There was a time when whitepapers were long, technical pieces, often with a large element of blue-sky thinking; and case studies were quite in-depth reviews of a project. Driven by the perception of a time-poor audience, bombarded by thousands of marketing messages, we’ve seen pieces get shorter and shorter. But there are dangers in making everything shorter. Not only is there the risk of ‘dumbing down’ the message, but it can also take the human interest out of the story. Edited down to a curt list of bullet points, the customer and their story become implausible and impossible to empathise with. Simplified to appeal to a broader audience, the whitepaper can become nothing more than a glorified brochure—that’s fine, but not when you are trying to demonstrate competence and thought-leadership to technical decision makers.

At HN we aren’t bound by industry-standard terms. We look at each project and agree with the client what length, tone and level of technical detail is most appropriate to the audience and therefore be best at achieving their objectives. Why not have a look at our article The resurgence of storytelling, or give us a call and put us to the test.

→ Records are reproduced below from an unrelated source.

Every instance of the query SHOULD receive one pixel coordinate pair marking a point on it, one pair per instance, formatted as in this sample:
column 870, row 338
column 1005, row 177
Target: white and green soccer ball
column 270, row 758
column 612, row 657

Have we forgotten the sizzle?

Are you familiar with the phrase sell the sizzle not the sausage? I sometimes think that in the rush to ‘sell’, the sizzle gets overlooked. From my personal experience I remember when my desk, sited on the floor above the office cafeteria, caused me to pile on pounds in just a few weeks after they began cooking up bacon rolls at 10am. The smell sold that bacon roll to me far better than any two-for-one pricing offer or even a picture. It helped me imagine the experience of holding and tasting that bacon role. Mmmm. I got the habit under control eventually but took a lot of willpower!

The better known anecdote is that of the Mercedes car sales person who outsold his colleagues month after month yet only used up a fraction of his allotted test-drive time. How? By showing them the logo on the key fob and talking to them about craftsmanship, prestige and how it felt to be the owner of a Merc…the sizzle not the sausage.

The way you talk about your products and services is all part of the sizzle. This is the power of content. Once you remember that your customer wants to buy into the feeling and the story not just the commercials of your proposition — the ethos and pathos, not just the logos — you can truly create content that sells. Hard facts and financial offers can pique interest, but it is these softer qualities that persuade, that help your prospective customers imagine what it would be like to be the owner of one of your solutions. How important is it, therefore, that all your content, in print, online and for face-to-face communication is written in a way that helps people engage with you, almost taste your brand and fire their imagination? Of course that’s what we do so our answer’s obvious.